Kingdom Hearts III does right by the Disney duo. It gives them more story recognition and more standout moments than other game in the series. Donald and Goofy are my favorite parts of the franchise, and it made me happy to see them treated so well here.

Above: Flynn with his new anime friends.

Image Credit: GamesBeat

What you won’t like

Excess

Kingdom Hearts III almost drowns in its excesses, specifically its story and combat. In regards to the plot, the baggage is unfortunate but predictable. Kingdom Hearts lore has gotten so confusing that you need to spend hours watching fan-made video explanations or reading wiki pages just to have an idea of what is going on. I’ve played every Kingdom Hearts game, but even I had to refresh myself with online resources several times. Even then, some things just don’t make sense, and the narrative isn’t above throwing out lazy tropes like time travel as an excuse to do whatever it wants.

The story is garbage.

Still, I have to admit, I devour it. It’s like fast food. Of course it’s garbage, but it still tastes good going down. There’s no nutritional value, but I don’t care. The story isn’t about much of anything, other than that having friends is good or something. But I’ve playing these games for so long, I can’t help but have an emotional attachment to these characters and their plights, no matter how dumb they are. And for all the story’s faults, Kingdom Hearts III does tie up just about every loose end.
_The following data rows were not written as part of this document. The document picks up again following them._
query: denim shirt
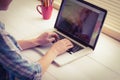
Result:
[0,22,41,80]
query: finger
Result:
[50,32,59,40]
[48,38,56,42]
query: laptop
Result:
[35,0,107,66]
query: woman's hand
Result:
[35,32,59,46]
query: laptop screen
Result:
[55,0,107,49]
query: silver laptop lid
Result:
[55,0,107,49]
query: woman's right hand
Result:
[49,39,73,56]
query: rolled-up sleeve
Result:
[0,22,41,80]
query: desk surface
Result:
[0,0,120,80]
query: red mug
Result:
[36,5,53,20]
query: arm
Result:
[0,29,41,80]
[39,39,73,74]
[19,32,73,74]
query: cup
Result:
[36,5,53,20]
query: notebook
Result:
[36,0,107,66]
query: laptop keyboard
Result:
[54,33,83,54]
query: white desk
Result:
[0,0,120,80]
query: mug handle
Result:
[36,5,42,15]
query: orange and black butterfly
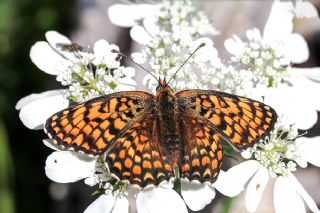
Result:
[45,44,277,187]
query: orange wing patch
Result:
[176,90,277,149]
[180,116,223,182]
[106,117,174,187]
[45,92,153,155]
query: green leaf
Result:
[0,120,14,213]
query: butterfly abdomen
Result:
[157,91,183,165]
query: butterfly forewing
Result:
[176,90,277,149]
[45,92,154,155]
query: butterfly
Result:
[45,80,277,187]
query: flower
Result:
[217,121,320,212]
[44,140,215,213]
[109,1,248,94]
[225,1,320,129]
[16,31,136,129]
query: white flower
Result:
[16,31,136,129]
[44,144,215,213]
[30,31,136,102]
[216,120,320,212]
[16,90,69,129]
[225,1,320,129]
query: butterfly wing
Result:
[176,90,277,149]
[180,114,223,182]
[106,114,174,187]
[45,91,154,155]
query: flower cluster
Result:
[30,31,135,103]
[226,28,291,87]
[16,0,320,213]
[242,121,301,177]
[120,1,250,95]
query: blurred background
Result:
[0,0,320,213]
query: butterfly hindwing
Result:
[180,115,223,182]
[106,113,174,187]
[176,90,277,149]
[45,92,154,155]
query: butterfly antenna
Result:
[167,43,206,84]
[111,50,159,82]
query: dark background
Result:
[0,0,320,213]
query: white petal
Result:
[263,1,293,41]
[16,90,63,110]
[295,1,319,18]
[224,35,244,56]
[93,39,110,57]
[17,91,69,129]
[112,197,129,213]
[213,160,259,197]
[42,139,61,151]
[45,151,96,183]
[143,15,160,36]
[130,25,152,45]
[181,180,216,211]
[291,67,320,83]
[289,175,320,213]
[284,33,309,64]
[131,52,146,64]
[296,136,320,167]
[245,167,269,212]
[46,31,71,48]
[273,177,306,213]
[84,193,116,213]
[190,37,218,62]
[136,187,188,213]
[264,81,320,129]
[30,41,71,75]
[108,4,155,27]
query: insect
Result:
[56,43,83,52]
[45,44,277,187]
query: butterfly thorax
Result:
[156,86,183,165]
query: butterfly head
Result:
[156,78,173,94]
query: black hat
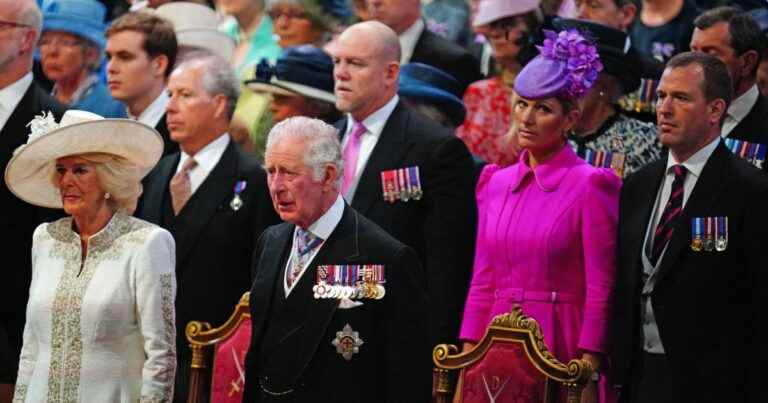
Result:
[552,18,643,94]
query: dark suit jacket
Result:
[409,28,483,94]
[728,95,768,170]
[243,206,431,403]
[136,141,279,401]
[337,103,477,353]
[0,82,64,383]
[155,113,179,157]
[613,143,768,402]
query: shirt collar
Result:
[128,89,169,127]
[511,144,585,192]
[0,72,32,110]
[176,133,230,172]
[666,136,720,178]
[347,95,400,137]
[397,18,424,65]
[296,195,344,241]
[728,84,760,123]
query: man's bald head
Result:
[330,21,400,121]
[339,21,401,63]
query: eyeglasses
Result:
[37,38,81,49]
[0,20,30,30]
[267,10,309,21]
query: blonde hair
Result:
[51,153,143,215]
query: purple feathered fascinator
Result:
[515,29,603,99]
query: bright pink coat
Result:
[461,147,621,362]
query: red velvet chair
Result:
[432,306,592,403]
[186,292,251,403]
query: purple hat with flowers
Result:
[515,29,603,99]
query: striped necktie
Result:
[650,164,688,266]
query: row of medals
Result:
[312,280,386,299]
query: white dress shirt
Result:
[341,95,400,203]
[128,90,169,127]
[720,84,760,138]
[397,18,424,66]
[283,195,344,298]
[0,73,33,133]
[642,137,720,354]
[176,133,230,194]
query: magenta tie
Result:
[341,122,366,195]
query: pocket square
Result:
[339,298,363,309]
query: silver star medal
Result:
[331,323,363,361]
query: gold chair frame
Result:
[185,292,251,403]
[432,306,593,403]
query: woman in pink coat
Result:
[461,31,621,402]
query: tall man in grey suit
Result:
[243,117,431,403]
[136,54,278,402]
[0,0,63,394]
[612,52,768,403]
[332,21,477,348]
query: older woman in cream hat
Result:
[5,110,176,402]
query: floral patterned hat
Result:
[515,29,603,100]
[5,110,163,208]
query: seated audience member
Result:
[397,63,467,128]
[156,1,235,61]
[0,0,64,401]
[368,0,482,92]
[243,117,431,403]
[691,7,768,169]
[456,0,541,166]
[749,8,768,97]
[136,52,278,402]
[576,0,664,122]
[246,45,341,130]
[610,52,768,403]
[630,0,699,62]
[460,30,621,403]
[552,19,661,177]
[267,0,351,49]
[38,0,127,118]
[332,21,477,348]
[106,11,179,155]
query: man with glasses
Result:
[0,0,63,401]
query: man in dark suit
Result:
[0,0,63,394]
[106,12,179,156]
[136,55,278,401]
[333,21,477,348]
[612,52,768,403]
[243,117,431,403]
[691,7,768,170]
[368,0,483,94]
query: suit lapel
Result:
[139,153,181,225]
[352,102,408,215]
[174,141,239,267]
[264,206,363,364]
[656,141,730,283]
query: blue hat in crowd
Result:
[42,0,107,49]
[397,63,467,126]
[245,45,336,103]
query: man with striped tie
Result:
[612,52,768,403]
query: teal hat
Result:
[42,0,107,50]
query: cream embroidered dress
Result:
[14,213,176,403]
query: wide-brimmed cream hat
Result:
[5,110,163,208]
[154,1,235,61]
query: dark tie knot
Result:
[672,164,688,179]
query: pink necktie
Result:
[341,122,366,195]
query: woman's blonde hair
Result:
[51,153,143,215]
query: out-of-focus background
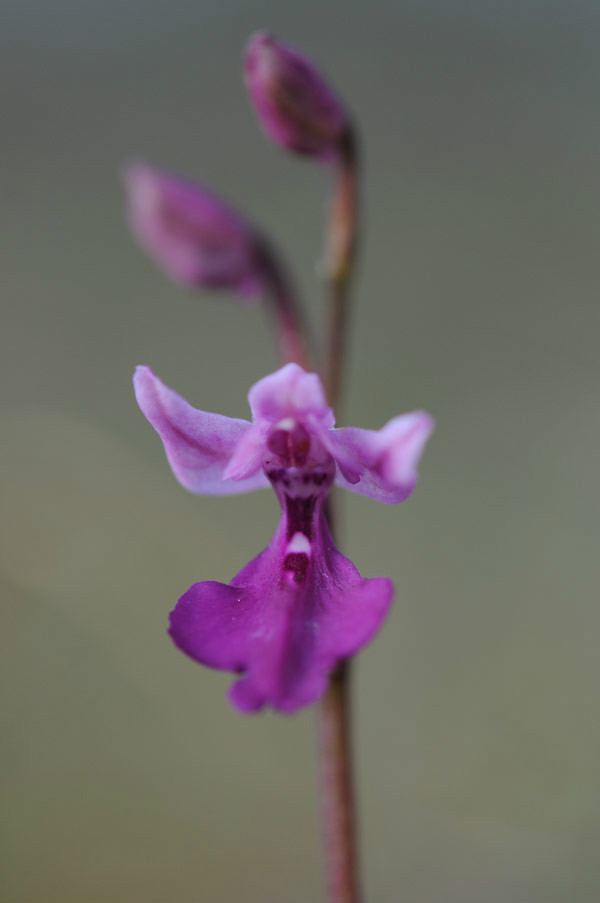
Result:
[0,0,600,903]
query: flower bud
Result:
[124,163,263,298]
[245,32,349,160]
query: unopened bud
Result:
[245,32,349,160]
[124,163,263,298]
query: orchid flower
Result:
[134,364,433,712]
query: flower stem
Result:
[260,242,312,370]
[317,661,360,903]
[317,129,360,903]
[324,129,358,408]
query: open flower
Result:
[124,162,266,299]
[134,364,433,712]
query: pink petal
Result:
[133,367,269,495]
[329,411,435,504]
[248,364,335,428]
[169,514,393,712]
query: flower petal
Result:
[248,364,335,429]
[133,367,269,495]
[169,516,393,712]
[328,411,435,504]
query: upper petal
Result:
[329,411,435,504]
[133,367,269,495]
[248,364,335,428]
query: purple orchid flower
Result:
[124,163,266,300]
[134,364,433,712]
[245,32,348,161]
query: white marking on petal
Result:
[286,532,311,555]
[275,417,296,433]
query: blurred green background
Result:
[0,0,600,903]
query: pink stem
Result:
[317,131,360,903]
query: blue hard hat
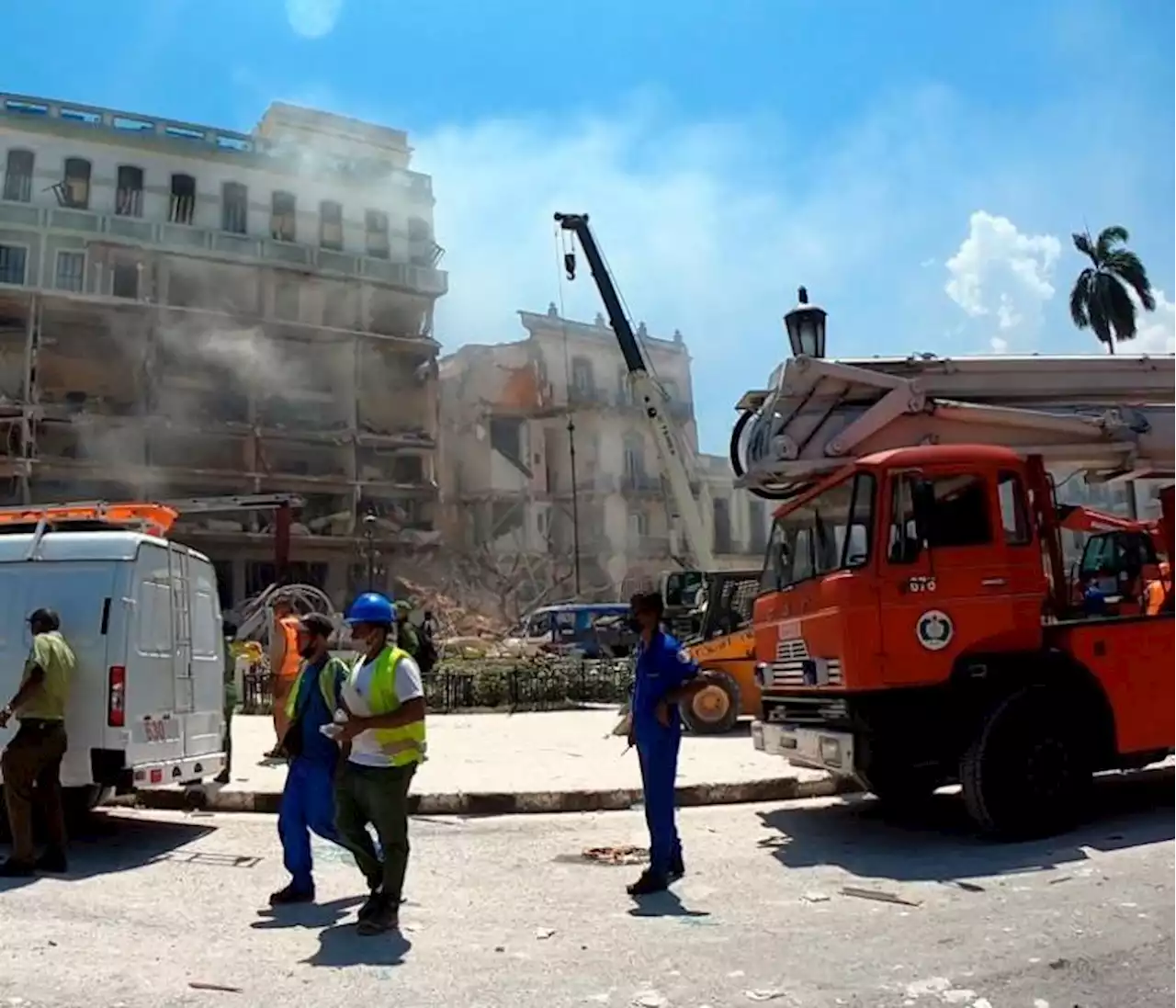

It has a satisfying conclusion that rewards fans like me that had the patience to try and keep up with this weird narrative.

Above: This is pretty fun the first 10 times.

Image Credit: GamesBeat

The combat excesses are harder to forgive. Like I said, the fights are fun and flashy, but Kingdom Hearts III has too many special moves that happen so frequently that they feel anything but special. You can summon magic theme park rides, turn your weapons into stronger forms like giant rocket launchers, or team up with Donald, Goofy, and other party members for group attacks. The combat system has so much of this flash.

These things either become available at random or are so easy to unlock that you’ll get access to them without even trying to. Thankfully, you’re not forced to use any of these moves. You’ll simply have the option to use any of them for a limited time. At first, I used every one that became available, but that became tiring. Summoning a magical pirate ship to attack my enemies is cool the first few times, but it soon felt unsatisfying. It’s like playing Final Fantasy VII, where you get a Limit Break every other turn. You don’t earn it, so it doesn’t matter how cool it looks, it’s not special.

Kingdom Hearts III should have reined all of these special moves in, either by making them trigger way less often or by making using them actually cost something. I got so tired of them that I often would ignore them, even when I knew that they’d probably be a more efficient way to beat a fight. I’d rather focus on the traditional combat.

Above: How can you hate a game with Remy in it?

Image Credit: GamesBeat

Conclusion

Kingdom Hearts III often can’t help itself. It feels pressure to be the most Kingdom Hearts game ever, and it is … for good and bad.

But if you love Kingdom Hearts like I do, than you’ll like this. So much of what I adore in this game comes in smaller details, like how you can use a camera to take pictures of Hidden Mickeys (just like what Disney theme park fans have been doing for years) and earn items, or how a major cooking component of the game centers around Remy from the fantastic Pixar film Ratatouille.

The Disney side is still the best side of Kingdom Hearts, and Kingdom Hearts III nails that part. But even it’s story, as ridiculous as it is, gives fans emotional moments and satisfaction. I wouldn’t say it’s better than Kingdom Hearts or Kingdom Hearts II, but Kingdom Hearts III is magical enough to resonate with this big Disney geek.

Score: 90/100

Kingdom Hearts III comes out on January 29 for PlayStation 4 and Xbox One. Square Enix gave us codes of both versions for this review. The reviewer played the PS4 version.